Так и тянется день до позднего вечера в труде, в поту и в жажде. А ночи, как назло, воробьиные. Не успел уснуть, а уже вставать пора.

И так изо дня в день. Косят траву, сгребают ее в валы, складывают в копны, везут возами и волокушами, навивают в стога. И луг очищается, и остаются на нем громадные стога — как дома. И так до тех пор, пока косу не заткнут под стрехой. Тогда сенокос закончен.

А пока единственное желание — выспаться. Поспать бы, сколько хочется, а проснуться — и никуда не ходить, ничего не делать, лежать бы и лежать. Отдохнуть бы, сколько природа требует.
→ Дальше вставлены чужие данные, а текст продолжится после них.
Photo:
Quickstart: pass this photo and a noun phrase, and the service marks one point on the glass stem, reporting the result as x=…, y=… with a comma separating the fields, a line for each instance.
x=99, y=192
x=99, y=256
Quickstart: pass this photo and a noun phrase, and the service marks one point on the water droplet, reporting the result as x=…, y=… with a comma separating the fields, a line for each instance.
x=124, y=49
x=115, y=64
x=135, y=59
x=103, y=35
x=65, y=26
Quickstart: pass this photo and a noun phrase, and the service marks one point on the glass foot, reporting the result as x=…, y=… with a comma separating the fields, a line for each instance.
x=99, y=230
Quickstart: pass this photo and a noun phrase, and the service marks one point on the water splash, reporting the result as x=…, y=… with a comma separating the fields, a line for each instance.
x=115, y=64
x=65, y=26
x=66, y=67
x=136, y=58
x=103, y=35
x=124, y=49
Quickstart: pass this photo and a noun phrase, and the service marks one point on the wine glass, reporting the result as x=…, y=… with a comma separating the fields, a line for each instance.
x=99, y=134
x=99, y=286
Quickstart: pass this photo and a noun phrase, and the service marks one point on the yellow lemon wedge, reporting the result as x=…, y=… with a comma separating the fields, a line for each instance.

Ни одной ночи не высыпаюсь. Не дают: будят ни свет ни заря.

Вот почему на небо мы смотрим больше, чем на землю. Казалось бы, все признаки налицо. Воробьи кучатся, кричат в кустах. Вороны купаются и каркают в стаях, под тучи взбиваются. Гуси и утки ныряют. Все, казалось бы, предвещает, что скоро дождь, скоро долгожданный отдых. Ан нет.

Одно спасение — в тени. Но когда это удается скрыться в прохладном сумраке дома? Даже зелень стоит знойная. Сено, жаркое и колючее, отдает не столько привычным сладким ароматом, сколько духотой. Повсюду поют пчелы и звенят мухи. Утомительно долго и беспощадно сияет день.

От зноя даже нескошенные травы кажутся сухими и мертвыми. Луга раздвинулись, и нет им границ. Даже вдали не чувствуется синевы. Воздух какой-то пустой.

Собаки с высунутыми языками лежат в тени стога, катаются в сене или взрывают его, бегают за волокушами и лениво лают. Лишь небо слепит прозрачной синевой, зной горячо палит, облака медленно, незаметно для глаза, плывут в своем белом величии. Сено благоухает все душнее и душнее. Небо походит на сказочную сонную реку. И радостно, и страшно, и тяжело. Кажется, работающие люди, потные и усталые, кем-то заброшены в это пекло. Какая-то птица камнем падает с неба и перед самой землей спокойно выходит из падения и уходит вверх, будто испугавшись зноя, который окутал землю.

Листья деревьев серебрятся от зноя, приобретают металлическую окраску и форму.

Покой, лазурь, свет и неотступное желание: посидеть бы теперь в тени.

Только в обед, освободив лошадь из волокуши, сняв с нее хомут, входишь вместе с ней в полусумрак и прохладу конюшни. Вдохнешь запах навоза, сбруи, застоявшегося конского пота, услышишь щебетанье касатки, свившей себе гнездо над яслями. А лошадь тихонько ржет и косит свой лиловый глаз то на кормушку, то на ясли, соскучившись по овсу и свежему хрустящему сену.

Или выводишь лошадь из конюшни, звенишь сбруей, а лошадь прядает ушами, сделавшись после отдыха стройнее, моложе и глаже. Выводишь ее на солнце, она тянет тебя к корыту с водой у колодца, склоняется над ним, долго и сосредоточенно пьет, будто смотрится в него или рассматривает отраженные на поверхности воды небо и облака. А солнце уже нещадно жжет и тебя, и лошадь, и сбрую, и хомут, играя в металлических украшениях.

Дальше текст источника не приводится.